Cependant, comme nous le confie saint Jean Climaque : « Lorsque notre âme, sans aucun effort délibéré de notre part, se sent fondre en larmes et se voit toute attendrie et apaisée, courons ! Car le Seigneur est venu sans y être invité, et il nous présente l’éponge de la tristesse qui lui est chère et l’eau rafraîchissante des larmes agréables à Dieu pour effacer la cédule de nos fautes. Garde ces larmes comme la prunelle de ton œil, jusqu’à ce qu’elles se retirent. Grande est en effet la puissance de cette componction, bien supérieure à celle qui naît de nos efforts et de notre réflexion. »[9]

Selon une remarque du même saint Jean Climaque, corroborée par l’expérience de nombreux spirituels, de telles larmes marquent souvent le premier éveil de notre sensibilité spirituelle, sans donner prise à l’illusion : « Les larmes causées par la crainte portent en elles leur propre sécurité. Mais les larmes causées par l’amour, quand il est encore imparfait, comme cela peut arriver chez certains, peuvent facilement tourner à l’illusion... II est remarquable de constater combien, en son temps, le plus humble est aussi le plus sûr. »[10]

« Quand je considère la nature de la componction, je suis frappé d’étonnement : comment ce qu’on nomme affliction et tristesse peut-il contenir, caché dans son sein, tant de joie et d’allégresse, comme la cire renferme le miel ? […] Une telle componction doit être reconnue, d’une façon très spéciale, comme un don du Seigneur […] Dieu console, d’une manière secrète, le cœur brisé. »[11]
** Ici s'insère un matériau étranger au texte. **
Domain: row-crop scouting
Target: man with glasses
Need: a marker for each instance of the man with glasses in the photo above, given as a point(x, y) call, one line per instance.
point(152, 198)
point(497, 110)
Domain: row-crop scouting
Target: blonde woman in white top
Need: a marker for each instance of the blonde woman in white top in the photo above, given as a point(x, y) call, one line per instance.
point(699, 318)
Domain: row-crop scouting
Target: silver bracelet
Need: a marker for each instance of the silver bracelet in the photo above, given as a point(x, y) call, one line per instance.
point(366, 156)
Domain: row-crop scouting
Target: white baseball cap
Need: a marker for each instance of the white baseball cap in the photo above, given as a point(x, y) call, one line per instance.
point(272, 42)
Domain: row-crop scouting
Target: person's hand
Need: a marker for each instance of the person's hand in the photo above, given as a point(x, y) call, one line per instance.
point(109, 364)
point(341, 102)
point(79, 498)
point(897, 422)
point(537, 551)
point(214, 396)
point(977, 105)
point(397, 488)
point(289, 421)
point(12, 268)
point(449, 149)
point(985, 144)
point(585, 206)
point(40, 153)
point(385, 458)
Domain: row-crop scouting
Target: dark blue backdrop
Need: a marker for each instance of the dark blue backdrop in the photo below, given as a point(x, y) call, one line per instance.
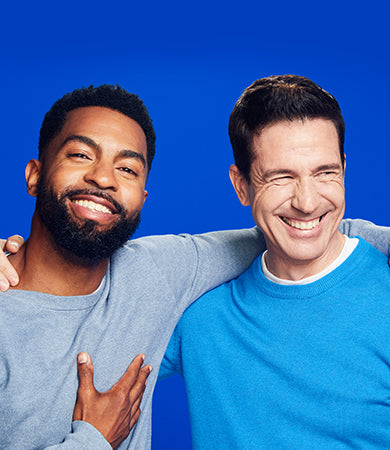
point(189, 63)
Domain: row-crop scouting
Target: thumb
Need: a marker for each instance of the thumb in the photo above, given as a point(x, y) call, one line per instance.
point(85, 372)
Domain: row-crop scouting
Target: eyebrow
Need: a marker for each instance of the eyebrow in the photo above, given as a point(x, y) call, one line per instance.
point(272, 173)
point(91, 143)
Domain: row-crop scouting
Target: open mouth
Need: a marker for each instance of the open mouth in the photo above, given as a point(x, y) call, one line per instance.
point(92, 206)
point(302, 225)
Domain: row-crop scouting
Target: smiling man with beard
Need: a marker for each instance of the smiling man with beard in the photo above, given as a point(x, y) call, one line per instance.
point(86, 290)
point(81, 290)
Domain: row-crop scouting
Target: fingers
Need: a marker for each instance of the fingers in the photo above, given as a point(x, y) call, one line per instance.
point(129, 378)
point(85, 372)
point(14, 243)
point(8, 275)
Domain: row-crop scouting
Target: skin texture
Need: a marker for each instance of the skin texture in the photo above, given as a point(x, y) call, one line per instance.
point(8, 275)
point(296, 193)
point(100, 151)
point(115, 411)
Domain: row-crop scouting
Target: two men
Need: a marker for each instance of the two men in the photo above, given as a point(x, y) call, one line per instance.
point(295, 353)
point(80, 291)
Innombrables sont les textes des saints Pères qui enseignent que la confession humble et confiante de son péché constitue l’élément le plus fondamental de la vie spirituelle, la vraie clé de la vie en Christ. Citons seulement, pour terminer, ce fragment d’apophtegme : « Maintenant que tu te considères comme ne faisant absolument rien de bien, cela te suffit, Frère, pour ton salut, car c’est de l’humilité. C’est ainsi que fut justifié le publicain, qui n’avait rien fait de bien. Car un homme pécheur et négligent, à condition qu’il ait la contrition du cœur et l’humilité, plaît davantage à Dieu que celui qui fait beaucoup de bien et qui se considère comme faisant vraiment un bien quelconque »[12].


[1]   Les Sentences des Pères du Désert, Collection alphabétique. – Solesmes, 1981, p.248. [Poemen, 119].

[2]  Théophane le Reclus. Cité dans : L’Art de prière / Higoumène Chariton. – Bégrolles-en-Mauges : Abbaye de Bellefontaine, 1976, pp. 308-309. – Spiritualité orientale ; 18.

[3]  La Règle de saint Benoît. – Paris, Cerf, 1972, p. 489. – Sources chrétiennes ; 181). [Ch. 7, 63-65].

[4]  Article Métanoia / P. Lyonnet. – In : Dictionnaire de Spiritualité, cc 1098.

[5]   Le Péché / M. Rondet. – P. 10.

[6]   Les Sentences des Pères du Désert. – P. 195. [Matoès, 2].

[7]   Sur la componction, Discours 4. Éphrem le Syrien.

[8]  Théophane le Reclus. Cité dans : L’Art de prière / Higoumène Chariton, op. cit., p. 310.

[9]              L’Échelle sainte / Jean Climaque. – Bégrolles-en-Mauges : Abbaye de Bellefontaine, 1987, p. 117. – Spiritualité orientale ; 24. [Degré 7, 28].

[10]             Id., op. cit., p. 125. [Degré 7, 73].

[11]             Id., op. cit., p. 121. [Degré 7, 54].

[12]             Les Sentences des Pères du Désert, Nouveau recueil. – Solesmes, 1970, p. 101. [N. 550].